Published at Muslimah Media Watch
During Ramadan, my bedside novel happened to be Mother of the Believers by Kamran Pasha. It’s a work of fiction about the youngest and most beloved wife of the Prophet Muhammad (pbuh). Pasha has brought to life the story of A’isha, one of Islam’s most controversial and enigmatic characters. Only the right amount of poetic license, coupled with a lot of accuracy and consistency, can make historical fiction a success, asMother of the Believers is.
It is important to note that Muslims and non-Muslims alike dispute everything about A’isha: her age, her actions and even her intentions. I can only imagine the daunting task of putting together a story about her without offending anyone and yet remaining true to her legacy. Some have criticized Pasha for abiding too much by the book, especially with regard to A’isha’s age at the time of her marriage to the Prophet, which he depicted as the traditionally held nine years. In the preface of the novel, Pasha defends his position—one that I agree with—at length: we must face controversial issues within the Muslim community by creating dialogue about them. This is what will create real change about the image of Islam.

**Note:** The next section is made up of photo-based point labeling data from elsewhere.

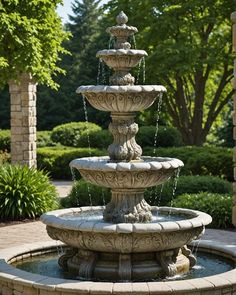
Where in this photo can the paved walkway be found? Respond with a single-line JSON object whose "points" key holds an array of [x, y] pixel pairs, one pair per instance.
{"points": [[31, 232]]}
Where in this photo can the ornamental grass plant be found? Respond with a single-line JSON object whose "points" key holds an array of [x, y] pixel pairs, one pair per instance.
{"points": [[25, 192]]}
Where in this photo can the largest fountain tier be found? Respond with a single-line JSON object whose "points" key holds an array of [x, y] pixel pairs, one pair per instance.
{"points": [[121, 251], [121, 99]]}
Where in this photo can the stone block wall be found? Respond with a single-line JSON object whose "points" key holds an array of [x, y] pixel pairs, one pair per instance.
{"points": [[233, 18], [23, 121]]}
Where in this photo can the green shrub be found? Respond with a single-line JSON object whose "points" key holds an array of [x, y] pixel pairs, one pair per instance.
{"points": [[216, 205], [166, 136], [205, 160], [25, 192], [4, 157], [187, 184], [55, 160], [5, 140], [81, 192], [70, 133], [44, 139], [100, 139]]}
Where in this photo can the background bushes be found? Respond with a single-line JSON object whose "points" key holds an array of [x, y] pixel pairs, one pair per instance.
{"points": [[166, 137], [217, 205], [187, 184], [200, 160], [5, 140], [25, 192], [69, 134]]}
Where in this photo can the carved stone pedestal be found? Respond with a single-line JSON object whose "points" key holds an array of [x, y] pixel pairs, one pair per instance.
{"points": [[127, 205], [127, 266], [124, 146]]}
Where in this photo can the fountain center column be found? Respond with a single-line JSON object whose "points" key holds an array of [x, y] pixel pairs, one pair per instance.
{"points": [[124, 147], [127, 206]]}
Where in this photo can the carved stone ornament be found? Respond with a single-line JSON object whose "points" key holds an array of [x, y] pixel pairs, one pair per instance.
{"points": [[125, 240]]}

The book is a staggering 527 pages, and holds detailed insight into early Islamic life from the eyes of A’isha as an old woman. I particularly enjoyed the first person narrative. That Pasha gave A’isha her own voice is so refreshing in a world where the Muslim women is always spoken about, spoken to, and seldom heard. I am not sure if Pasha intended this, but by allowing A’isha to tell her own story, he has created a powerful image of an independent, fiery and outspoken woman. I also feel he has honored the memory of A’isha by doing so (sentimental that I am).
Something else I must bring up is Pasha’s apparent maleness in the face of A’isha’s obvious femininity. I am awe-struck that a man could write so sensitively and in depth about a woman, from her perspective. Nowhere in the book did I feel any projection from a male perspective of how a woman “should” feel or behave. Throughout the book, Pasha remained consistent in giving voice to A’isha’s story from her own perspective, even if a fictional one. Even though he let A’isha take over, Pasha’s love and reverence for her and the Prophet shines through.
This is not to suggest that Pasha paints an overly rosy picture of early Islam. He deals with issues in this novel that scholars and historians have grappled with for centuries, such as the strained relationships between A’isha and the Prophet’s family, the accusation of adultery made against her, her role in the Battle of the Camel, the bloody and tragic events at Karbala, and the power politics amongst members of the Prophet’s community. Pasha manages to confront all these issues, with both the objectivity necessary and the poetic license in order.
It is worth noting how other women in the book, from early Islam, are depicted. Pasha gives them life too, through A’isha’s eyes. A’isha is known in the traditions to have been a fiercely jealous woman, and her relationships with the Prophet’s other wives, even with the “memory” of the deceased Khadija, are known to have been strained. Yet Pasha does not turn A’isha into a crazed, possessive wife.
Another sore point in A’isha’s life is her inability to conceive. Pasha lets her speak of her own anguish at witnessing her husband with other women, her own pain at being barren, without suggesting that barrenness or jealousy make a women any less worthy. A’isha spent the most part of her life as a widow, in fact her story only really begins after the death of her husband, when she takes up her role as scholar, preacher and advisor. Pasha rations the story accordingly, without focusing too much on her marriage, but on her independence, her own worth separate from her husband, father and other male figures.
Pasha even managed to maneuver sexuality its own place in the novel. The book maintains both the Prophetic example of openness and transparency about taboo subjects, as well as the Islamic principle of modesty. This is certainly not one of those historical fiction novels filled with sexual encounters at the turn of every page, but neither is it a trapped within a chastity belt. Pasha presents sex in a healthy way, associated with love, marriage and fidelity. Pasha speaks of nothing the Prophet and A’isha themselves did not speak about in the Hadith.
As a Muslim woman, I am immensely proud of this novel. It is a pioneer in that practically non-existent genre of Islamic fiction (fiction written within the framework of Islamic ethics and principles). I am also greatly moved that a Muslim man could write with such depth about such a complex female character as A’isha.
As I progressed through this novel, I cried with A’isha and laughed with her. The point of Mother of the Believers is that if flawed, passionate, complex people like the founders of Islam could find spiritual enlightenment, maybe we can too. So poignant was Pasha’s writing (and being the romantic that I am) that I enjoyed every page. The heart of this novel and the center of Islamic history itself, after all, is a love story—between the Prophet and his wives.